Since the information we have obtained seems to not support the consultant’s work product, we question other areas of concern that a prudent risk manager should recognise as a fiduciary duty to his client. We have made several additional Open Records requests but to date have not received the information. The BISD has requested an opinion from the Texas Attorney General on some of the items we have requested, as they should do to protect trademark secrets, privacy, etc.

Unfortunately, after reviewing the Administrative Agreement we conclude that some of the contracts involved in the BISD health program will probably be unavailable to public inspection. It appears that the BISD is a third party beneficiary of some of the contracts, and therefore not a party to the contract. If that proves true, not even the BISD will be able to read, review and analyze some to the contracts in place. And, it is our opinion that when you cannot review a contract, you are probably paying more than you should.

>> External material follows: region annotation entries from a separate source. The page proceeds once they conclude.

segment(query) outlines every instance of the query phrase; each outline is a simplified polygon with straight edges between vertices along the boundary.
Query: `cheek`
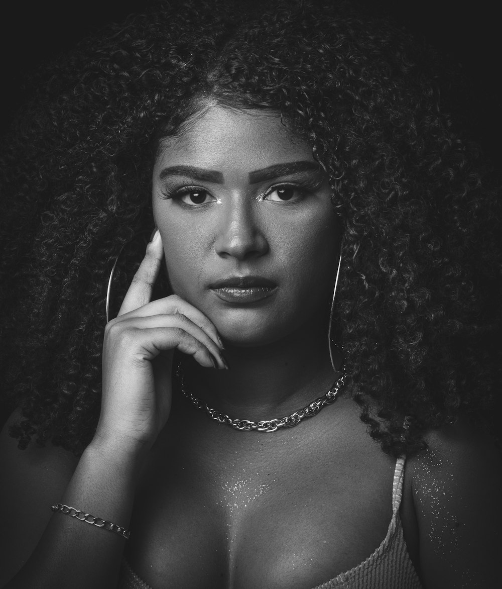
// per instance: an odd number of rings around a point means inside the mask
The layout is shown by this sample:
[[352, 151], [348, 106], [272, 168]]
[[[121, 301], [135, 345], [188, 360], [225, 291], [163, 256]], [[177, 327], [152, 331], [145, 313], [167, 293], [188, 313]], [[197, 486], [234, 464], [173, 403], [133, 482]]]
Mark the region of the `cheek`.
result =
[[169, 280], [176, 294], [186, 297], [197, 282], [202, 266], [199, 236], [177, 227], [159, 228]]
[[[340, 256], [340, 231], [331, 216], [288, 228], [283, 255], [292, 277], [301, 287], [310, 281], [331, 283]], [[310, 286], [313, 286], [311, 283]]]

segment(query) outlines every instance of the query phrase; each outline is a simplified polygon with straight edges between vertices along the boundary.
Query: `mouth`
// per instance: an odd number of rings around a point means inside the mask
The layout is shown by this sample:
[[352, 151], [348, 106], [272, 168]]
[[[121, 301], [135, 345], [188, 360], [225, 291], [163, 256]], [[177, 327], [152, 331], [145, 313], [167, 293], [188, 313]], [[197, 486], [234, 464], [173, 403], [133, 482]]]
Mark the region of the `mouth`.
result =
[[271, 296], [277, 284], [262, 276], [232, 276], [210, 286], [215, 294], [227, 303], [248, 303]]

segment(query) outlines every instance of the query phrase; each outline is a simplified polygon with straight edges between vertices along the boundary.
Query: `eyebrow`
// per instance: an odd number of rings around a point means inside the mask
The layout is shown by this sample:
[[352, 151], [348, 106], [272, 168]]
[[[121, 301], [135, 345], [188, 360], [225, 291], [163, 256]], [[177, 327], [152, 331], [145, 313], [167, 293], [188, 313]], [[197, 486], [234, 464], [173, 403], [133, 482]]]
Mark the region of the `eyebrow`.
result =
[[[316, 172], [318, 174], [321, 171], [321, 166], [315, 161], [291, 161], [285, 164], [275, 164], [250, 172], [249, 181], [250, 184], [257, 184], [298, 172]], [[224, 182], [221, 172], [198, 168], [195, 166], [171, 166], [164, 168], [159, 174], [159, 178], [163, 180], [168, 176], [189, 176], [201, 182], [213, 182], [215, 184], [223, 184]]]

BISD Consultant Presentation  BISD Consultant Presentation vs Signed Contract  Consultant Presentation to BISD Board  Exhibit B-Compensation BISD MAA

Editor’s Note: This is just a preliminary review of material received from the BISD. There is much more work to do here in analyzing the data submitted during the RFP process. We will attempt to find every single line item cost associated with this $40 million group health plan. If there are any hidden revenue streams, we will find them in time.

Of particular interest will be the stop loss policy (why did the consultant show only ING? Why did ING increase premium 10% with the TPA they were doing business with versus the TPA who was awarded the business? Was there a better stop loss proposal, with better contract language and lower premium? If so, why was that not shown on the spreadsheet?) Of additional interest will be the Pharmacy Benefit Manager contract – are there fees/commissions within the PBM contract, and if so, what are those fees? Lastly, the PPO contracts will provide useful information as to the claim that the BISD “will save $4.5 – $5 million next year with the new PPO network.”

The BISD Board of Trustees has decided to hire an outside independent auditor to review the BISD health plan, and we applaud that decision. We hope that this is not just lip service to the tax payers of Brownsville.